Une troisième hypothèse a aussi vu le jour: sa famille aurait réussi à la faire sortir de Château-Gaillard et à la conduire secrètement à Couches chez sa cousine Marie de Beauffremont. Elle y aurait vécu cachée et ne serait morte qu'en 1333. Rien n'a jamais pu être prouvé, mais la rumeur s'est perpétuée durant des siècles et permet de donner à ce château un supplément de mystère propre à éveiller l'intérêt des touristes.
La château situé un peu à l'écart de la ville, est une belle construction datant du XIIe au XVe siècles et à laquelle fut ajouté au XIXe un logis plus confortable.
Il fut la propriété de plusieurs familles dont les Montagu (par la dot de Marie de Bauffremont citée plus haut) les Rochechouard ou les Aumont. Il appartient aujourd'hui à la famille Poelaert.

        
        
La tour carrée qui est en fait le donjon abrite quelques belles pièces de mobilier ou de décoration, comme ce banc du XVe siècle ou cette tapisserie d'Aubusson aux couleurs bien conservées.
     



Le bâtiment à droite au fond de la cour abrite la chapelle du château où on peut découvrir quelques belles sculptures gothiques.
Derrière la chapelle, une tour ronde sur laquelle sont accrochés des latrines, et la terrasse d'où on découvre un vaste paysage.
           




Le logis est une construction plus récente puisqu'elle date du XIXe siècle et possède deux tours carrées. Devant se trouve un vieux puits. On peut aussi admirer une réplique de balustre dans la cour.
         
Ce château possède un autre lieu intéressant : ses caves et souterrains, difficiles à photographier compte tenu du manque de lumière.

Le village de Couches ne se limite pas au seul château, il existe aussi dans la commune quelques bâtiments anciens.
Telle cette belle maison dite des Templiers. Construite en 1610, elle est ainsi nommé parce qu'elle accueillit clandestinement le pasteur et ses fidèles de l'église réformée, après la révocation de l'Edit de Nantes en 1685.
      


La tour Guérin est une construction militaire datant de la fin du XIIe siècle qui était destinée à héberger la garnison militaire royale chargée de défendre les moines voisins.
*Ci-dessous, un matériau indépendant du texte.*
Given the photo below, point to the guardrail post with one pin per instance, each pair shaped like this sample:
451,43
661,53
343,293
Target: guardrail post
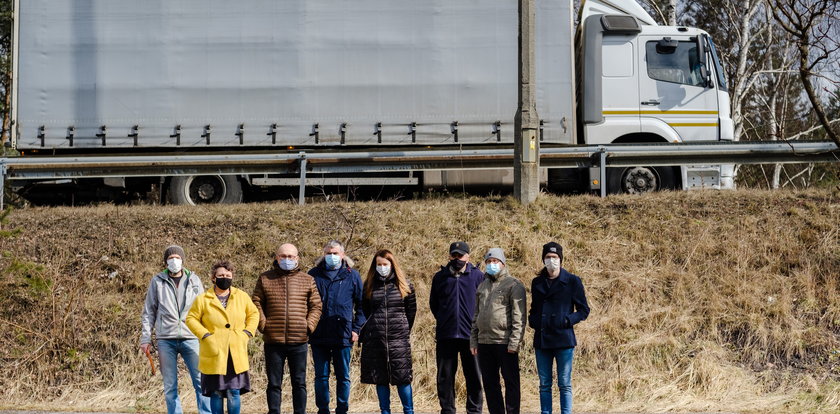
2,185
302,192
603,166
On peut aussi découvrir les vestiges d'un prieuré fondé au IXe siècle et plusieurs fois détruit et rebâti. On y voit des sculptures gothiques ou plus tardives comme sur les photos ci-contre.
Ce prieuré dépendait de l'abbaye de Flavigny. A partir de 1620 et jusqu'en 1762, il fut la résidence d'été des Jésuites d'Autun. Il est aujourd'hui une salle de réception appartenant à la commune.